On 22 April 2021, Attorney Mahmoud Hassan of Addameer sent a letter to the MAG stating that the HWC never received the notice of the declaration and only learned about it at the detention hearing noted above. Attorney Hassan sought to obtain the evidence upon which the declaration was based and to suspend the proceedings related to its implementation. The MAG responded on 19 May 2021 stating that the HWC was declared as an “unlawful association” following confidential information that was received linking it to a Palestinian political organization, which itself had previously been declared an “unlawful association”. The MAG also noted that the announcement concerning the HWC was published in File No. 252 of the Israeli military’s Proclamations, Orders and Subscriptions from April 2020.  

 

To date, the HWC has not received the evidence upon which the Israeli military commander based his declaration.

 

In its recent letter, Adalah Attorney Sawsan Zaher argued that the declaration must be annulled as the HWC was denied due process and the right to a fair hearing, as it was not given the opportunity to challenge the declaration before it was announced and published. 

 

Read the letter (Hebrew)

 

Moreover, a long time had passed between the issuance of the declaration, in January 2020, and the Israeli military raid on HWC’s office in March 2021. The fact that the HWC was allowed to continue its regular operations for more than a year after the declaration indicates that there was no need to outlaw the association in the first instance. Therefore, it is also possible to hold a hearing before outlawing the association and banning the wide scope of its vital activities.

 

Adalah also emphasized that although the Israeli military detained several HWC employees, this is a very small number relative to the over 200 employees of the association. Further, the reasons for these arrests do not affect HWC’s entire activity of the provision of health services throughout the West Bank. The allegedly prohibited activity of the few detained employees should not be seen as justifying a sweeping ban on all the association's activities. If no evidentiary basis is found to establish that most of the organization's activities constitute prohibited activities, the organization cannot be declared as illegal and outlawed. Otherwise, such action would constitute a sweeping and disproportionate harm to the association and its beneficiaries.

 

Declaring the HWC as illegal means that all of its health and community services are prohibited. This act has serious and significant consequences for all residents of the occupied West Bank, particularly given the large reach and scope of its health services, particularly outside of urban areas, where the health services of the Palestinian Ministry of Health are limited. Also, the placement of Israeli military checkpoints and barriers throughout the West Bank restricts many Palestinians from accessing health care in urban areas, and therefore the residents' reliance on the association's clinics in rural areas is paramount.

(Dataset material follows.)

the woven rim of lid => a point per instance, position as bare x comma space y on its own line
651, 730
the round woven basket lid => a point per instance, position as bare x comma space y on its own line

A ban on the association's continued activity may completely block residents' access to a variety of health services, including life-saving services. 

 

Adalah also argued that with this declaration, the Israeli military commander gave no serious weight to the military’s obligations under international humanitarian law to the occupied population. 

 

Adalah demanded a repeal of the declaration or in the alternative, the freezing of its enforcement until a full hearing is held or other less intrusive measures, which would allow the association to carry out its crucial activities of health provision. Adalah also demanded the evidentiary materials presented to the Israeli military commander, upon which he based his declaration.